Like ghetto culture in the US, jihadism is cool, violent, rebellious and gives young people an identity. What can schools do to combat the lure?
One of the cries coming from heads at the recent NAHT conference was to make Religious Education (RE) compulsory. ‘If it’s laughable that we would withdraw our children from English or science, why is it ok to withdraw from RE?’ asked the head of a Trojan Horse school in Birmingham. Allowing Muslim children to be withdrawn from RE and exposure to other value systems and ideas makes them more vulnerable to grooming and radicalisation, she added.
It’s not helpful that moral, social and spiritual education is increasingly bundled under RE, rather than citizenship – RE is a term likely to frighten the more devout Muslim parents. Making it compulsory could speed up the exodus from state schools into Islamic ‘free’ schools and do the opposite of what was intended.
ISIS supporters: More than just weak-minded followers?

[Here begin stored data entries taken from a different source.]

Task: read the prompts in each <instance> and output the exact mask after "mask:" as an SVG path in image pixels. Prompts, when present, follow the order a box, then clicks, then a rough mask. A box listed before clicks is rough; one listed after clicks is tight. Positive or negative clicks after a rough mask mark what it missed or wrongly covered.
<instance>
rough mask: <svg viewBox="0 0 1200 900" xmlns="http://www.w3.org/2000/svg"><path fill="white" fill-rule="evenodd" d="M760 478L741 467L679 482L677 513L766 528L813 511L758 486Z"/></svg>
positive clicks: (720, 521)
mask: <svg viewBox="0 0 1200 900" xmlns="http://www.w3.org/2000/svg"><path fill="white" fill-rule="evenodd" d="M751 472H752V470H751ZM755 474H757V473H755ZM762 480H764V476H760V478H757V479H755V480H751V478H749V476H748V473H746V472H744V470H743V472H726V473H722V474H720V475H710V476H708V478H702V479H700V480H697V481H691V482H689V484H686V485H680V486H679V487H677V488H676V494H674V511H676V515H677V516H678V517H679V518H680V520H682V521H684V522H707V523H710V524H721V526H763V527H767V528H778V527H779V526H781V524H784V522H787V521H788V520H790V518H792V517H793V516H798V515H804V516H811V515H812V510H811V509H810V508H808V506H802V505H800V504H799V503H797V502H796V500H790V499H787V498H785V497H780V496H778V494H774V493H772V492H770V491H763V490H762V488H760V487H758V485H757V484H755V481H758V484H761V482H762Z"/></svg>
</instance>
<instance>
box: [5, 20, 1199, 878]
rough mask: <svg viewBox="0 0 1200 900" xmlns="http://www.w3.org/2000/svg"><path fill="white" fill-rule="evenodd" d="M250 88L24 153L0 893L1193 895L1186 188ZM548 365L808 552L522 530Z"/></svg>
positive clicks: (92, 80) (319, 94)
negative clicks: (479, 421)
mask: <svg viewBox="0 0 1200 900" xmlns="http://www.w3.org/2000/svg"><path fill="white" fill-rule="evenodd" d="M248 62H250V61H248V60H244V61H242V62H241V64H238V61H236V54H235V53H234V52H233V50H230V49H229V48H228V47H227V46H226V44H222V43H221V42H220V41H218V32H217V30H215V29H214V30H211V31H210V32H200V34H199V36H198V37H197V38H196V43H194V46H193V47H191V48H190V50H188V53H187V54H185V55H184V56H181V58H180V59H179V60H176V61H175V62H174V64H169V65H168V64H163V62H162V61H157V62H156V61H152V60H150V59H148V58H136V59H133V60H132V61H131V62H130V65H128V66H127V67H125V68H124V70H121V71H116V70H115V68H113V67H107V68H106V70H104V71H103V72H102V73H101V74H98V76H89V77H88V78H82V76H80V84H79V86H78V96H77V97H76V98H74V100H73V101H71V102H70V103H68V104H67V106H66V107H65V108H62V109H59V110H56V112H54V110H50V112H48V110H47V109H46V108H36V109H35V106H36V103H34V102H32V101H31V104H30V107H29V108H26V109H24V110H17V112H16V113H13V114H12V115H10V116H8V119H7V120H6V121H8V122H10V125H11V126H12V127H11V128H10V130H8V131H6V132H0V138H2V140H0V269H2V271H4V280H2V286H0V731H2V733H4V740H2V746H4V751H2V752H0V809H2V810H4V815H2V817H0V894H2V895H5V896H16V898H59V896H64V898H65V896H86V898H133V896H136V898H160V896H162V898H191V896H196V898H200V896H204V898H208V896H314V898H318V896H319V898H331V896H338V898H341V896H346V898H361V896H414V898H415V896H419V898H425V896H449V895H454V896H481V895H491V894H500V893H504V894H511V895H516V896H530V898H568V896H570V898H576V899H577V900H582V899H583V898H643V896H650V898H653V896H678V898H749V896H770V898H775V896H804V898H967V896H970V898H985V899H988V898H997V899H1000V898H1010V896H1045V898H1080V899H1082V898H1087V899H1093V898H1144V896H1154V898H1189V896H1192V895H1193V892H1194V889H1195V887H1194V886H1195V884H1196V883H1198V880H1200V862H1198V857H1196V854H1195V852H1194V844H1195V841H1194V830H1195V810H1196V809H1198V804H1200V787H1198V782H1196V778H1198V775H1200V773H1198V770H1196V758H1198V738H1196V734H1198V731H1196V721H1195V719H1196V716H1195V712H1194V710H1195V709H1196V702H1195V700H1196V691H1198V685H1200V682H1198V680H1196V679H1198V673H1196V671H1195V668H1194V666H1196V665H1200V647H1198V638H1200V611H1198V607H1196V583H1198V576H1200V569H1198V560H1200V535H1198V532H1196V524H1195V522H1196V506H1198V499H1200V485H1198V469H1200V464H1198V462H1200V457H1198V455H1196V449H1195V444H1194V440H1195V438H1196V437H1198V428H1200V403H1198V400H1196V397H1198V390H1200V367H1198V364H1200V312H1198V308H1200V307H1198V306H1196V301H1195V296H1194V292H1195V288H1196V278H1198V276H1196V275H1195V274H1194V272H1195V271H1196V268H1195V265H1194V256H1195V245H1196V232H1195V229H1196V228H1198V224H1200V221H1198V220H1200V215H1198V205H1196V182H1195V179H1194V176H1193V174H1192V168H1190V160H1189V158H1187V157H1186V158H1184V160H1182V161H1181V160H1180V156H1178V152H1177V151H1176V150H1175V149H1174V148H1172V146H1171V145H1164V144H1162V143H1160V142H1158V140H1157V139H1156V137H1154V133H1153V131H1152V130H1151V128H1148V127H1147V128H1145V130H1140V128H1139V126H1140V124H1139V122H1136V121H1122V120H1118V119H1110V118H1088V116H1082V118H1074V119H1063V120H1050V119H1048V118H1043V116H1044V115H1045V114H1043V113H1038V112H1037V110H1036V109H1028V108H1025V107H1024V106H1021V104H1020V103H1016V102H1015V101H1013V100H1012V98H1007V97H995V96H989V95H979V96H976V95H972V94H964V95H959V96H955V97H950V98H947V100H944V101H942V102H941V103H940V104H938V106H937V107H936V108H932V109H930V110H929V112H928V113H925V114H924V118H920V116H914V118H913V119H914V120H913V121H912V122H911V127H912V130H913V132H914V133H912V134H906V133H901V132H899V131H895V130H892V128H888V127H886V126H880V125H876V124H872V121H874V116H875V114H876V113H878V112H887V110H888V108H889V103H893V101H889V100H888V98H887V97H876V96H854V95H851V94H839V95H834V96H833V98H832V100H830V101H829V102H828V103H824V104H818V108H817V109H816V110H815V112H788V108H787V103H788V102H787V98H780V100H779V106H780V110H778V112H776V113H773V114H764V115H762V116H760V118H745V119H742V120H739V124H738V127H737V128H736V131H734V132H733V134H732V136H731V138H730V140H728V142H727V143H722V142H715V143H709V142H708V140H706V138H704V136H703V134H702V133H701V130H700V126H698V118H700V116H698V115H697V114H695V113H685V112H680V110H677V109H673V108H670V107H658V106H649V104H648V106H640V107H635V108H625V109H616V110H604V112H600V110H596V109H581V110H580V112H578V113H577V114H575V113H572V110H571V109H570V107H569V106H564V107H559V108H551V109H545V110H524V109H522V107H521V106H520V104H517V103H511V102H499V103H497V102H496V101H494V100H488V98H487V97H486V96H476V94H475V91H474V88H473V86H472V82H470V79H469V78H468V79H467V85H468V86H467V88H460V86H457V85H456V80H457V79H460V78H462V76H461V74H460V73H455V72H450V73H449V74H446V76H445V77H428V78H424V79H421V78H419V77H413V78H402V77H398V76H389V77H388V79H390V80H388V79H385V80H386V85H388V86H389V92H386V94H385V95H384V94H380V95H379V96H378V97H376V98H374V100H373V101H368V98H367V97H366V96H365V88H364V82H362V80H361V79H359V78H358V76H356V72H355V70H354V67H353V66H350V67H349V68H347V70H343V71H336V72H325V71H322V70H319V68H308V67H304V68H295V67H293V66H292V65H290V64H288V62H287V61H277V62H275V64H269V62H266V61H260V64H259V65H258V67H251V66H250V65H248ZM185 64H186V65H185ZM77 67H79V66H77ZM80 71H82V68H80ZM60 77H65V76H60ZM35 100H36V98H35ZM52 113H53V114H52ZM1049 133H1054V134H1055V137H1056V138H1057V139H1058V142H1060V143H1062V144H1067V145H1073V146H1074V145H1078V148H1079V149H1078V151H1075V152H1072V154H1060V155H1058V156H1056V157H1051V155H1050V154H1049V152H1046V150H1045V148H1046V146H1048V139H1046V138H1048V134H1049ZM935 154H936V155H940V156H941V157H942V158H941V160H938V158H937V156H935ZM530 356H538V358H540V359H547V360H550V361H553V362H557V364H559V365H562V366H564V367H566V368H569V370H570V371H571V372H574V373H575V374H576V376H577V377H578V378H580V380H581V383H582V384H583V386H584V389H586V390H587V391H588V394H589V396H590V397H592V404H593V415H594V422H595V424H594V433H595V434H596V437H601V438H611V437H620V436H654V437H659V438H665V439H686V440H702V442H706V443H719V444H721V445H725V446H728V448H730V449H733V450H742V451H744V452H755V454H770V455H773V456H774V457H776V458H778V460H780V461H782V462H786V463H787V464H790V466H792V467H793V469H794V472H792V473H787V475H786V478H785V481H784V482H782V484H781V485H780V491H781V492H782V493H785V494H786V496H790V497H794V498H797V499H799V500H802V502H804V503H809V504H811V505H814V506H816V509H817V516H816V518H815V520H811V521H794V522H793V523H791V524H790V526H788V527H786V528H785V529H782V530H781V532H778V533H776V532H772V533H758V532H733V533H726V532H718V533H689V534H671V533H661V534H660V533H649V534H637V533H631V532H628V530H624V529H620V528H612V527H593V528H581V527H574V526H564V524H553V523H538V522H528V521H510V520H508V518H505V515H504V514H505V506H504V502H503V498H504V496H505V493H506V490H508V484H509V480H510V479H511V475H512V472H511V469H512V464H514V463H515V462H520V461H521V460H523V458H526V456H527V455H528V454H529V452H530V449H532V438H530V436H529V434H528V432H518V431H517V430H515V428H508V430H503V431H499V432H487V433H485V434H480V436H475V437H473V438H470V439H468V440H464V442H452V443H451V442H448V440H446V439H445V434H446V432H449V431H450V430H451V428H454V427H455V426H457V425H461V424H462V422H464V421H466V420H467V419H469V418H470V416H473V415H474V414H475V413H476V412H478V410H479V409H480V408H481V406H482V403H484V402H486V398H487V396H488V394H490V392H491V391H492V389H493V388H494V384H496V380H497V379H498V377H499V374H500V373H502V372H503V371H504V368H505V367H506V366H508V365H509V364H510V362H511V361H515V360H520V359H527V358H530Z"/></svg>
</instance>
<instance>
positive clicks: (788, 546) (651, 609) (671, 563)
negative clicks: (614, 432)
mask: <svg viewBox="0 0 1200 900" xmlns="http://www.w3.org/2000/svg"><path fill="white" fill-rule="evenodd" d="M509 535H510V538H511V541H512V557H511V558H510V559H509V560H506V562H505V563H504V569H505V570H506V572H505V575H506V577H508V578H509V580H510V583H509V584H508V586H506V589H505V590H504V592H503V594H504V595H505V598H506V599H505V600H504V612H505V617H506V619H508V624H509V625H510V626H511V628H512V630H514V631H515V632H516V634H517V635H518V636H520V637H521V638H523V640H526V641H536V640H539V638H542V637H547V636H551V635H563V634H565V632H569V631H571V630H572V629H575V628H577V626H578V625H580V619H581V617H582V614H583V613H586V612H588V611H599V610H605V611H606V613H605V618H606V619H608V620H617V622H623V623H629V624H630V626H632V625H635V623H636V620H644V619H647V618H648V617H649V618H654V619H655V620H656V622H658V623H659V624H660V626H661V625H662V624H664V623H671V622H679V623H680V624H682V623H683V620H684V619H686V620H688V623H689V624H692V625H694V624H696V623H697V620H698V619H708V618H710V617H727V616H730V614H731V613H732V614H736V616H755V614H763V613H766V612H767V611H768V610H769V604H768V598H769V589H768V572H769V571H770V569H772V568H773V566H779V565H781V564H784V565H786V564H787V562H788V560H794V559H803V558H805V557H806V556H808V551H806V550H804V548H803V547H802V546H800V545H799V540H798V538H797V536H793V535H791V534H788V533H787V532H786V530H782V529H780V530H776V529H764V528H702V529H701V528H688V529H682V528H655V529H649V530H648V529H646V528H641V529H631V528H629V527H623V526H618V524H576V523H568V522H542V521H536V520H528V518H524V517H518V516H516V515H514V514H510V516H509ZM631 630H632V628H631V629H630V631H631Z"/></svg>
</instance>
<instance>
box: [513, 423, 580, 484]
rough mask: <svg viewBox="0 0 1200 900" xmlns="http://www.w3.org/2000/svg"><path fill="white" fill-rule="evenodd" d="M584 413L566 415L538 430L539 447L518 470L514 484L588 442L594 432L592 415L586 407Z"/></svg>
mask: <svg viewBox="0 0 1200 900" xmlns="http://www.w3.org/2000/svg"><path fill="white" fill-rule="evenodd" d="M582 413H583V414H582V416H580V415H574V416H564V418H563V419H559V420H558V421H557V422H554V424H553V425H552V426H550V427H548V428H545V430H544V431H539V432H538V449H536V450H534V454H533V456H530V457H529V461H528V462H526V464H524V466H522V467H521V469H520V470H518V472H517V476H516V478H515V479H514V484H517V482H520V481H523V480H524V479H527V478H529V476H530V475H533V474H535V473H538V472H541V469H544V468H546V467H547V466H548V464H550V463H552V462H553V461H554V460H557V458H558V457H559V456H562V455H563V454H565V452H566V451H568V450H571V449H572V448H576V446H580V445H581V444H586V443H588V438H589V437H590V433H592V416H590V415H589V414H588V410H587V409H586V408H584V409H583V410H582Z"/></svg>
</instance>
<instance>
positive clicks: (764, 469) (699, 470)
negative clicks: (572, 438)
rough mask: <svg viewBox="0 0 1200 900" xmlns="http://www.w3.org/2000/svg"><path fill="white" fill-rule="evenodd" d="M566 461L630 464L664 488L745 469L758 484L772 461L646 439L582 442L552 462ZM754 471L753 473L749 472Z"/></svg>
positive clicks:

Furthermore, RE itself doesn’t seem to have stopped the propagation of ‘un- British’ values among some sections of Muslim youth, and of overt support for ISIS or other extreme forms of Jihadist Islam among its ‘outliers’. It’s not surprising. Simple teaching and exposure to other value systems in school is contending with family and temple ideologies. Those who monitor these things have been surprised, for example, at the level of support among Salafi temples – the majority and ‘moderate’ doctrinal allegiance of UK Muslim temples – for the Pakistani assassin who murdered an elected minister for his support of the reform of the country’s draconian Blasphemy Law.